Arte, Cultura & Società

The Human Comedy il fotografo Stefano Rosselli a Taranto

Il viaggio di Stefano Rosselli   quest’anno  prosegue  alla scoperta della Puglia.

Iniziato settimana scorsa e  arrivato oggi a Taranto città nella quale si fermerà fino a Giovedi 29 Luglio  alla scoperta di luoghi e personaggi insoliti.

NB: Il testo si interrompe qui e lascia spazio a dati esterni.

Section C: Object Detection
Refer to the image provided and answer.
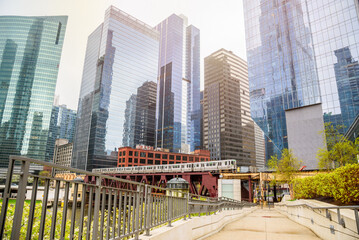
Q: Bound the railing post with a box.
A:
[354,209,359,234]
[92,177,102,239]
[186,193,191,219]
[144,184,152,236]
[134,185,142,240]
[0,157,15,239]
[11,161,30,239]
[167,190,173,227]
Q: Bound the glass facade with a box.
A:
[156,14,201,152]
[72,6,159,170]
[0,16,67,168]
[46,105,76,161]
[244,0,359,157]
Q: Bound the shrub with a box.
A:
[293,164,359,203]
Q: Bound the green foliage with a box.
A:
[293,164,359,203]
[268,148,301,199]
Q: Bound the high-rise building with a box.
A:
[72,6,159,170]
[0,16,67,168]
[203,49,256,166]
[244,0,359,168]
[46,103,76,161]
[156,14,201,152]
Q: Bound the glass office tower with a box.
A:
[72,6,159,170]
[46,105,76,161]
[0,16,67,168]
[244,0,359,157]
[156,14,201,152]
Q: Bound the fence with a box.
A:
[0,156,252,239]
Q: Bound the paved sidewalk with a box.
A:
[206,209,320,240]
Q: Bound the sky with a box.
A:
[0,0,246,110]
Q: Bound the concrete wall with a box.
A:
[140,207,256,240]
[285,104,325,169]
[275,200,359,240]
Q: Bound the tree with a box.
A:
[268,148,302,199]
[317,123,359,170]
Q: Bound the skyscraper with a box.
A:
[72,6,159,170]
[156,14,201,152]
[244,0,359,167]
[46,105,76,161]
[203,49,256,166]
[0,16,67,168]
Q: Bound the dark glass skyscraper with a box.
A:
[0,16,67,167]
[46,105,76,161]
[72,6,159,170]
[156,14,201,152]
[244,0,359,161]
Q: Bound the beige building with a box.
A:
[54,139,73,173]
[203,49,256,166]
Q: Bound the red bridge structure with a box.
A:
[85,172,219,197]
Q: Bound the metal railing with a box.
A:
[276,203,359,234]
[0,156,253,239]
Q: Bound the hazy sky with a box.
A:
[0,0,246,110]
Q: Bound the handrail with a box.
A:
[276,203,359,234]
[0,156,253,239]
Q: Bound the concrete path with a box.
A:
[206,209,320,240]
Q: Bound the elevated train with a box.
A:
[92,159,255,174]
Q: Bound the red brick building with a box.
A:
[117,147,210,167]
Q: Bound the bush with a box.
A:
[293,164,359,204]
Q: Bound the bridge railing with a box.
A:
[0,156,251,239]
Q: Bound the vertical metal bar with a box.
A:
[11,161,30,239]
[39,179,50,239]
[134,185,142,240]
[92,177,102,239]
[26,177,39,240]
[86,187,93,240]
[100,188,106,240]
[144,184,151,236]
[79,185,90,240]
[106,188,112,240]
[50,180,60,239]
[70,183,79,240]
[122,191,127,235]
[167,190,172,227]
[60,182,70,240]
[0,157,15,239]
[124,192,132,233]
[353,209,359,234]
[112,189,118,239]
[117,190,124,237]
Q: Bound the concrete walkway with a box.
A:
[206,209,320,240]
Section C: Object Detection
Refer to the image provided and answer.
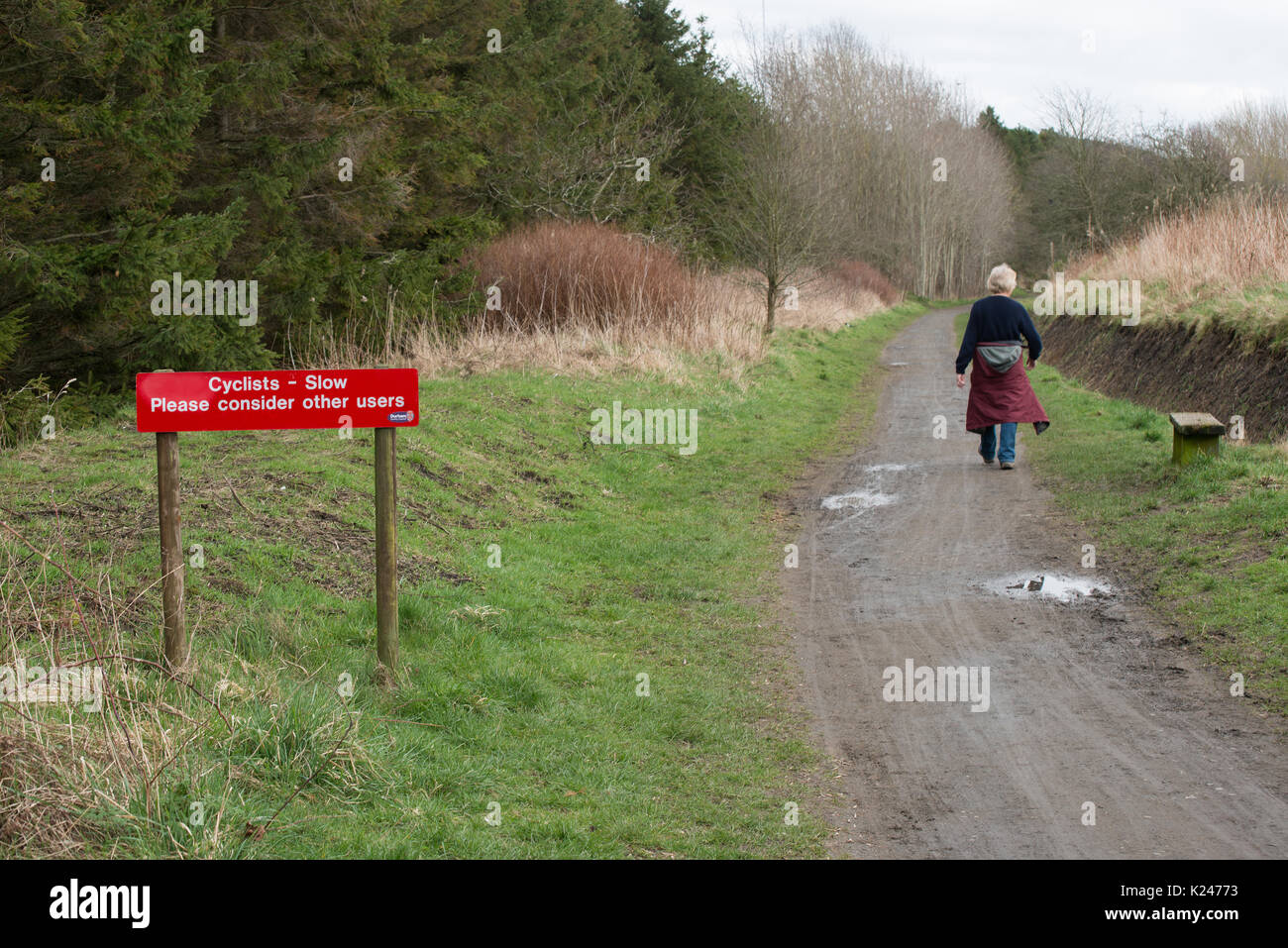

In  sella a una vecchia Vespa 200, astuto  spettatore  dell ”uomo”, affascinato  dalle espressioni più vere del genere umano, ricercando  luoghi e città fuori dagli schemi convenzionali e dalle classiche mete turistiche: il progetto The Human Comedy è un lavoro che Stefano Rosselli porta  avanti ormai da 7 anni e che vuole raccontare le persone in un periodo storico come l’attuale, dove i cambiamenti socio culturali stanno andando troppo veloci per essere compresi da tutti . Incuriosito ed affascinato dalle incongruenze e dai paradossi che noi tutti produciamo attraverso i nostri comportamenti, Stefano Rosselli  anche quest’anno  vuole lanciare un monito,  quello di   insegnare alla gente a non prendersi troppo sul serio, imparando a ridere anche dalle imperfezioni, perché un sorriso ci salverà dalle “intemperie” della vita.

Rosselli continuerà a viaggiare anche quest’anno per trasmetterci  la freschezza e la naturalezza degli sguardi della gente che incontra.

Partito da Napoli il 19 Luglio   Il viaggio durerà  circa 20 giorni,  e le sue tappe principali saranno Bari, Molfetta, Taranto e Brindisi  per fare poi rientro su Napoli ed imbarcarsi per la Sardegna 

 Stefano Rosselli è nato a Livorno ed ha vissuto tutta la sua infanzia a Piombino. Crescere in quel luogo, dove scherzare e prendersi in giro era parte della cultura locale, oltre che il miglior modo per esorcizzare i problemi, lo ha aiutato a sviluppare un occhio per il lato tragicomico del comportamento umano. A 20 anni ha iniziato a lavorare come cartoonist per diverse testate umoristiche di satira politica e di costume. Nel 1989 decise di trasferirsi a Milano per lavorare in pubblicità dove ha ricoperto il ruolo di creativo e negli anni successivi, di direttore creativo in diverse agenzie internazionali, da Saatchi & Saatchi, DLV,BBDO fino a Leagas Delaney. Ha avuto la grande fortuna di poter lavorare con fotografi come Peter Lindbergh, Gian Paolo Barbieri, e registi come Zack Snyder, Luke Scott e tanti altri. La loro vicinanza lo ha aiutato a capire fino a che punto ci si può spingere nel raccontare una storia in ogni singolo frame ed è ispirandosi a quella esperienza che oggi ha orientato il suo lavoro di fotografo: fare in modo che ogni scatto si trasformi in una storia.